Posted: October 29th, 2010 | Author: mikedewar | Filed under: Data Analysis, Philosophy of Data | Tags: analysis, data, dataanalysis, iraq, wikileaks | 17 Comments »
Editors’ Note: While data itself is rarely a source of controversy, dataists.com supports pursuing a data-centric view of conflict. Here, Mike Dewar examines the Wikileaks Iraq war documents with sobering results. Hackers should note the link to his source code and methods at the end of the post.

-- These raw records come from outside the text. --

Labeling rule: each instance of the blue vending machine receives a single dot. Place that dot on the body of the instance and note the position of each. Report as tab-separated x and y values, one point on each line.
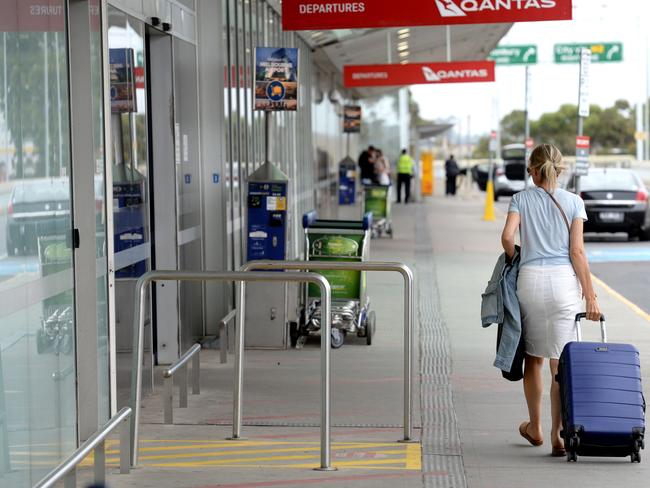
266	238
347	181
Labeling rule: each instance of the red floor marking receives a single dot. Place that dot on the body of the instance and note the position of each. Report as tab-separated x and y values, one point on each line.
315	481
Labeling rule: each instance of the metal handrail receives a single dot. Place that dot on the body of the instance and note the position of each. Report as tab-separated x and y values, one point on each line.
238	277
168	379
95	442
409	312
180	362
223	334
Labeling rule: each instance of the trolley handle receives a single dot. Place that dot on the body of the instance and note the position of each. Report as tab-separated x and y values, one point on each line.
603	329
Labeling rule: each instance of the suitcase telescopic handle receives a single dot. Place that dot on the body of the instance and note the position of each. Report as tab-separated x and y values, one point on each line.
603	329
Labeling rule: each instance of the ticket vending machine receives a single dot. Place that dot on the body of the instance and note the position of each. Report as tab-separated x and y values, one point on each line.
266	231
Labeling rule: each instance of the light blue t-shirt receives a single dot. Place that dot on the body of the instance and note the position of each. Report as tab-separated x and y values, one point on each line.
544	236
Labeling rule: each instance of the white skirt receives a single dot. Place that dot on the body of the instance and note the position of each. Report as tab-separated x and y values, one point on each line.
549	297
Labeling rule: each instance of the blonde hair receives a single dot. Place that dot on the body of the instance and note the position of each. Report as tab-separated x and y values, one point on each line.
547	159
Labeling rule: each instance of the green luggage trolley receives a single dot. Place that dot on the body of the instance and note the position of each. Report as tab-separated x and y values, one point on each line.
336	240
376	199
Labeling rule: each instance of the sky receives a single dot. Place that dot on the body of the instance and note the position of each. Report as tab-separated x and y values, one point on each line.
626	21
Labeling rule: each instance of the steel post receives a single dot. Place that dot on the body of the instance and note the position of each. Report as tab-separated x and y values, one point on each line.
237	277
409	313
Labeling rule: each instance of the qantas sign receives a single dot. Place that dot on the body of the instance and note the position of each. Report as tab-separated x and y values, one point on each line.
348	14
418	73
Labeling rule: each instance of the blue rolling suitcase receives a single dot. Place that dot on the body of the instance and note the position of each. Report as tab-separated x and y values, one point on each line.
603	409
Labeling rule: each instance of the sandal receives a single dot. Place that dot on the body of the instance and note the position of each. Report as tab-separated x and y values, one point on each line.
558	452
523	431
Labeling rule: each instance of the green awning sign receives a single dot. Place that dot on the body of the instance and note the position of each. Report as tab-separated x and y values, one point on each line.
522	54
602	52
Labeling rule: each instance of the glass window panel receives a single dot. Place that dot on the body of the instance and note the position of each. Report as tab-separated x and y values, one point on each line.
37	327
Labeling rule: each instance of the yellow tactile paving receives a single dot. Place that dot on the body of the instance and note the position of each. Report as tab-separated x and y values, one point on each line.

…any man’s death diminishes me, because I am involved in mankind, and therefore never send to know for whom the bell tolls; it tolls for thee.” — John Donne, Meditation XVII
The Iraq War logs recently released by Wikileaks are contained in a 371729121 byte CSV file. It contains 390849 rows and 34 columns. The columns contain dates, locations, reports, category information and counts of the killed and wounded. The date range of the events spans from 2004-11-06 12:37:00 to 2009-04-23 12:30:00, and the events are located within the bounding box defined by (22.5,22.4), (49.6,51.8). Row 4 describes a female walking into a crowd and detonating the explosives and ball bearings she was wrapped in, killing 35 and wounding 36. Searching for events mentioning `ball bearing’ returns 503 events.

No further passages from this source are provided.